Ciò che resta di questa strage piena di concorsi di colpa senza colpevoli mai processati né condannati in via definitiva non è solo la memoria statica da museo, ma l’incessante attività di inchiesta e le concrete iniziative legali e sociali messe continuamente in atto dai familiari delle vittime. Queste ultime cercano di neutralizzare l’azione – e l’inazione – di uno Stato non definibile tale se manca ai suoi doveri verso tutti i cittadini, non badando solo alla perpetrazione del silenzio e del vantaggio verso pochi prediletti perché, come ribadito nella chiosa dal vicepresidente dell’Associazione 140 Nicola Rossetti, “noi, alla fine, non chiediamo chissà che, ma due cose che dovrebbero essere normali nel nostro Stato: la verità e la giustizia”.

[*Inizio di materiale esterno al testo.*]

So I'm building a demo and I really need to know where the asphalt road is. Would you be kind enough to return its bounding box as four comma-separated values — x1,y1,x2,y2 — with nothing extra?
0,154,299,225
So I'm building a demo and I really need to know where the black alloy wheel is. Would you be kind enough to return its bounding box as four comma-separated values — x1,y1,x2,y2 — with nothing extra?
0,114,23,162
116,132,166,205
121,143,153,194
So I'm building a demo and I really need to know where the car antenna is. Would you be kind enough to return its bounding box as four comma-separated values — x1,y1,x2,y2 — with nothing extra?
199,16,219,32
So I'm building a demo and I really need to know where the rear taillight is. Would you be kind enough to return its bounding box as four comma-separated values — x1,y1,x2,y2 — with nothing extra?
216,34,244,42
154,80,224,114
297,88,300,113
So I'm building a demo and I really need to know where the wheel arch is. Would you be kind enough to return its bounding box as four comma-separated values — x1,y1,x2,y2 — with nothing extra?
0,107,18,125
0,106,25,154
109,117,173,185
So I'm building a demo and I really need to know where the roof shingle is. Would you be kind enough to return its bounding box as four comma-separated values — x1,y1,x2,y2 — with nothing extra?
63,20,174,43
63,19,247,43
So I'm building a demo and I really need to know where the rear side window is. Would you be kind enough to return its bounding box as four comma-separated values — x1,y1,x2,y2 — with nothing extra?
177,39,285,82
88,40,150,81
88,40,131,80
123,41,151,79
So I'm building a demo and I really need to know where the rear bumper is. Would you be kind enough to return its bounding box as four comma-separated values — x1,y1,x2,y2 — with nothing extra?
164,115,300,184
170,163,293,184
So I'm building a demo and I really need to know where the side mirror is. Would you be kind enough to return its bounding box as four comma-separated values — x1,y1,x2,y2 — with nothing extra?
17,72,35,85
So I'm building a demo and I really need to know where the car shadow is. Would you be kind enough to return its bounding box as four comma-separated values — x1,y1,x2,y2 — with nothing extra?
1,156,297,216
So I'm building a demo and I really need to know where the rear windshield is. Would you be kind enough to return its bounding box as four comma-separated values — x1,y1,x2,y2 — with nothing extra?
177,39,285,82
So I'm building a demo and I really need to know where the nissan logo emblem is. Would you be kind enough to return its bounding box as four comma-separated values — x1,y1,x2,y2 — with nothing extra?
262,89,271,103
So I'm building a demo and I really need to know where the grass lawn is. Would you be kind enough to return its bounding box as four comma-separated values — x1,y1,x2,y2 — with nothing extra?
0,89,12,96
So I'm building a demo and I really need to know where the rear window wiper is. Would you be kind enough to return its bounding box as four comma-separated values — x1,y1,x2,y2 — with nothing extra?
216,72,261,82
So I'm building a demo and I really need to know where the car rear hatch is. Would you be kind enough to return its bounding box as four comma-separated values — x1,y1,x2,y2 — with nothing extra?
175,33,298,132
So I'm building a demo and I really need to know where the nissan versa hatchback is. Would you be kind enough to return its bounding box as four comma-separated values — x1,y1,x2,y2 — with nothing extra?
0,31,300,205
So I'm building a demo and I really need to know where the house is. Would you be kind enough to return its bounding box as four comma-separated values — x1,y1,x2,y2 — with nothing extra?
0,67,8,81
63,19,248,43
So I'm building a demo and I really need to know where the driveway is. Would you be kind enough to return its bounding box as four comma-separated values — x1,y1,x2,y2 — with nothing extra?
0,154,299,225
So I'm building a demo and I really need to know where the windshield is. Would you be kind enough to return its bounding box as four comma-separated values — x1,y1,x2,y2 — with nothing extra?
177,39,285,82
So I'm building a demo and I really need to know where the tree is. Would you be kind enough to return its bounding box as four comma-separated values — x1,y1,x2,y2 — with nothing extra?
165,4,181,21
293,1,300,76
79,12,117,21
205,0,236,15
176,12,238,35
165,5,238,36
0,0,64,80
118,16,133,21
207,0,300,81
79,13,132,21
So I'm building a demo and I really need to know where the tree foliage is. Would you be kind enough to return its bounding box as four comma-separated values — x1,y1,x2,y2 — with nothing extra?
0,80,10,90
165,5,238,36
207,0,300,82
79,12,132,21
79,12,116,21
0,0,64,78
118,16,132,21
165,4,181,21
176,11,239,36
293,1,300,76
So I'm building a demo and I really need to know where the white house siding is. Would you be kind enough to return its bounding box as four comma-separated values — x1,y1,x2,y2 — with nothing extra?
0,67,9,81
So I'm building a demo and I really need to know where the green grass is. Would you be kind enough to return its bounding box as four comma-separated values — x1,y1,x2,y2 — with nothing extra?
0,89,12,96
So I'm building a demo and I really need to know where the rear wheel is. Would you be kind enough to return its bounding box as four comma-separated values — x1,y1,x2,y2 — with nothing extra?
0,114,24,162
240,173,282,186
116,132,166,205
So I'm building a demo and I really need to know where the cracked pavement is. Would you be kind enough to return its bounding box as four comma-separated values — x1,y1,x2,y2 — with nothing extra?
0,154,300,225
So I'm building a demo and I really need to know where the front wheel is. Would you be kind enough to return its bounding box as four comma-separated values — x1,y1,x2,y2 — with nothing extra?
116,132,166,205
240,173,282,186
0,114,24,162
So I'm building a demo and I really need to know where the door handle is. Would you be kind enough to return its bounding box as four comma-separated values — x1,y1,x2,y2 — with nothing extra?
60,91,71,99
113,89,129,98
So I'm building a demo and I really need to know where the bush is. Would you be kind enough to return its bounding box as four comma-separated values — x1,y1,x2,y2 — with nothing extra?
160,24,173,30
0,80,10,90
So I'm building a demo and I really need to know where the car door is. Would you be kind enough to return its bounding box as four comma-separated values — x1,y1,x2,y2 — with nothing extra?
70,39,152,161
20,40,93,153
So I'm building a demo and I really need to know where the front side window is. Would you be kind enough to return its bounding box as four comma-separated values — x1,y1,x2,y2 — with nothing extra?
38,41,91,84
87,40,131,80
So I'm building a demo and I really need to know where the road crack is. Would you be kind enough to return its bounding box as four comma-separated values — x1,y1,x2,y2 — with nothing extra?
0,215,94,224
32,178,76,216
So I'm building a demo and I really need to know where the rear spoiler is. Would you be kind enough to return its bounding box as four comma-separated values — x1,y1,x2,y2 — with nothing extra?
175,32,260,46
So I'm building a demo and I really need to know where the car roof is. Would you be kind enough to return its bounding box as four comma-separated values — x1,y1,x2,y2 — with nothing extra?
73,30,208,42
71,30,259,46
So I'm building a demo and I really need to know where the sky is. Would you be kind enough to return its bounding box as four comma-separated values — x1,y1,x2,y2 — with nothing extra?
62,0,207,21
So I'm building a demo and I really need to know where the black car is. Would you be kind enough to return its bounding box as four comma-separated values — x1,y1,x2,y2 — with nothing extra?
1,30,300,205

Dopo trent’anni immersi nel sardonico silenzio di chi pensa di averla fatta eternamente franca, la Commissione Parlamentare d’Inchiesta sulle cause del disastro del traghetto Moby Prince è chiamata a dare risposte sapendo, come ribadito da Rossetti, che “noi ci siamo sempre, come ci siamo sempre stati, e ci saremo anche nei momenti difficili che la Commissione dovrà affrontare, come li abbiamo affrontati noi. Con il noi, si vincono le battaglie”.
Note:
[1] La citazione è tratta dall’intervista rilasciata dall’armatore Vincenzo Onorato ad Alessandro Pirina Moby Prince, l’armatore Onorato: Fu una bomba a causare la strage, tratta dal quotidiano La Nuova Sardegna del 23 aprile 2021.

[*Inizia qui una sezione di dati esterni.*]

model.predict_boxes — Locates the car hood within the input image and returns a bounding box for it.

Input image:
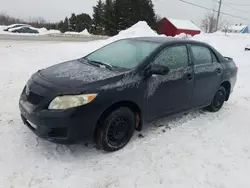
[38,59,124,88]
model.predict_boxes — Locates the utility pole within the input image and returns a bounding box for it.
[216,0,222,31]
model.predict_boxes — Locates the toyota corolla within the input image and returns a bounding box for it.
[19,37,237,151]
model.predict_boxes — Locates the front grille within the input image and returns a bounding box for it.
[26,91,44,105]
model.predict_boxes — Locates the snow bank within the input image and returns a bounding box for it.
[38,28,61,35]
[80,29,91,36]
[81,21,164,52]
[109,21,159,41]
[0,26,7,34]
[37,27,48,34]
[64,31,80,35]
[64,29,92,36]
[0,25,5,31]
[47,29,61,34]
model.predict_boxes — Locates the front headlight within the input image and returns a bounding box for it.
[48,94,97,110]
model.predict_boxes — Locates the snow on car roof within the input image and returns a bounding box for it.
[167,18,201,31]
[5,23,30,29]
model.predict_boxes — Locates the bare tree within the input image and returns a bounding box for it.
[28,17,46,28]
[0,13,22,25]
[219,20,230,35]
[201,13,217,33]
[223,23,230,36]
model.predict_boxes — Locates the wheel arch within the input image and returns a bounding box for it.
[95,101,143,135]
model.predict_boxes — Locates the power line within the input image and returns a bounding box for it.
[222,1,250,6]
[180,0,215,11]
[212,0,250,15]
[213,0,250,6]
[180,0,250,21]
[223,3,250,15]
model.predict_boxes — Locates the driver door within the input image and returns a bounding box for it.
[146,44,195,120]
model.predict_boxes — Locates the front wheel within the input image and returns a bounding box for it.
[206,86,226,112]
[95,107,135,152]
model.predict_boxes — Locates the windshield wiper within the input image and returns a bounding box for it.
[90,60,113,69]
[80,58,113,70]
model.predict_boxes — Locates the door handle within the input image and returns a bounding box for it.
[217,68,222,74]
[187,74,194,81]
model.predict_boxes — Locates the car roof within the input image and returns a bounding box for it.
[127,37,206,46]
[127,37,225,62]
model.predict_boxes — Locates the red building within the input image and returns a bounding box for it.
[157,17,201,37]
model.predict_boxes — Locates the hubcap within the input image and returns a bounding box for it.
[107,117,129,146]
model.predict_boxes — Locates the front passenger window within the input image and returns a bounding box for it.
[153,45,189,69]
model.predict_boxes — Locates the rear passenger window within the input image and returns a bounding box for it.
[153,45,188,69]
[191,45,212,65]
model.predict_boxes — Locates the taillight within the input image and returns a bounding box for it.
[236,65,238,72]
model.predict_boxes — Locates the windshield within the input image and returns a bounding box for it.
[86,39,160,69]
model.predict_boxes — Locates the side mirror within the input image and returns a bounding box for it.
[144,64,170,78]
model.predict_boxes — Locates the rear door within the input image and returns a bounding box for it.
[189,44,223,107]
[146,44,195,120]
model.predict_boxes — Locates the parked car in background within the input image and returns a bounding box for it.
[4,24,31,31]
[19,37,238,152]
[10,26,39,34]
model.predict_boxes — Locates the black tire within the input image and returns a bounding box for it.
[95,107,135,152]
[206,86,226,112]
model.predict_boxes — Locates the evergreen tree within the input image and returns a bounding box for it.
[113,0,134,32]
[57,21,64,32]
[142,0,157,30]
[103,0,117,36]
[69,13,77,31]
[113,0,157,33]
[57,17,69,33]
[62,17,69,33]
[92,0,105,35]
[75,13,92,32]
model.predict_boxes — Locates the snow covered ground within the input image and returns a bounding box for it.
[1,22,250,188]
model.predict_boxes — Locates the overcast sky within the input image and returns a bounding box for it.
[1,0,250,26]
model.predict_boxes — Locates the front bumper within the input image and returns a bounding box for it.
[19,99,100,143]
[19,83,102,144]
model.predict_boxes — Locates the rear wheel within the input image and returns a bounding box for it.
[206,86,226,112]
[95,107,135,152]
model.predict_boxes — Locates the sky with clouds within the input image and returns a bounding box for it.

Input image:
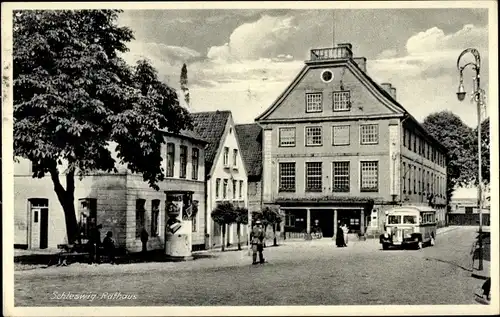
[117,7,490,128]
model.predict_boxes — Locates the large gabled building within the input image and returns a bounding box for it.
[255,43,448,239]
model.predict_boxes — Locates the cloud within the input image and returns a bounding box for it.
[207,14,299,61]
[367,24,489,128]
[124,41,202,65]
[406,24,488,54]
[370,24,488,80]
[377,49,398,59]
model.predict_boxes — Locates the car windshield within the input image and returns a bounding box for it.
[387,215,401,224]
[403,215,417,224]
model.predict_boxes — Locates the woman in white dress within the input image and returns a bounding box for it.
[341,223,349,246]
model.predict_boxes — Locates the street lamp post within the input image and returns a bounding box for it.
[456,48,485,271]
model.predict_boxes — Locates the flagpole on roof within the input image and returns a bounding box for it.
[332,9,335,47]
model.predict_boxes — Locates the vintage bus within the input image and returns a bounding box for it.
[379,205,437,250]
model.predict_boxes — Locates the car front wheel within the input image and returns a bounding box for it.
[382,243,389,250]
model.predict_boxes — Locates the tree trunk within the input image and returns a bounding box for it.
[273,223,278,246]
[237,223,241,250]
[50,166,78,245]
[221,224,226,252]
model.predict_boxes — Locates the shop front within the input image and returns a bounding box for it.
[278,199,374,239]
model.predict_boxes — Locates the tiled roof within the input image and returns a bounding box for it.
[235,123,262,179]
[159,128,206,144]
[190,110,231,174]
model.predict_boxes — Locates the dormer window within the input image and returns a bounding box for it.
[333,91,350,111]
[306,93,322,113]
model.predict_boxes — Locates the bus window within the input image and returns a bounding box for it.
[388,215,401,224]
[403,215,417,224]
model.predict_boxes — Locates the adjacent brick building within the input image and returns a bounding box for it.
[14,130,207,251]
[255,43,448,239]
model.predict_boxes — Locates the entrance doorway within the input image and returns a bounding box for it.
[29,199,49,249]
[310,210,334,237]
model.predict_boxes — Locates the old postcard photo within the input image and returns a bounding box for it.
[2,1,498,316]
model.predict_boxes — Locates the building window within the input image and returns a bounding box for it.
[191,148,199,180]
[408,164,412,194]
[279,127,296,147]
[223,179,228,199]
[426,171,430,193]
[413,134,417,152]
[360,124,378,144]
[215,178,221,199]
[413,166,416,193]
[135,199,146,239]
[279,162,296,192]
[417,136,420,154]
[360,161,378,192]
[333,91,350,111]
[151,199,160,237]
[403,129,407,147]
[306,93,323,113]
[465,207,473,214]
[305,126,322,146]
[402,162,406,192]
[223,147,229,166]
[332,161,350,192]
[332,125,350,146]
[408,132,413,151]
[233,149,238,167]
[179,145,187,179]
[306,162,322,192]
[166,143,175,177]
[418,167,421,194]
[232,180,237,199]
[239,180,243,199]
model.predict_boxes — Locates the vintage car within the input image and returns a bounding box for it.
[380,205,437,250]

[2] L’inazione della Capitaneria di Porto di Livorno nella notte tra il 10 e l’11 aprile 1991 è pienamente incarnata dalle parole confuse ed incitanti rimaste impresse sulle registrazioni dello sperimentale canale 16. Tra le tante, è doveroso ricordare quelle provenienti dalla petroliera Agip Napoli, con il suo eloquente “Che fai Livorno, dormi?” e, soprattutto, la traccia audio con l’interrogativo caduto nel vuoto “Moby Prince da Livorno, mi ricevi?”, di poco successiva al May Day lanciato dalla nave passeggeri.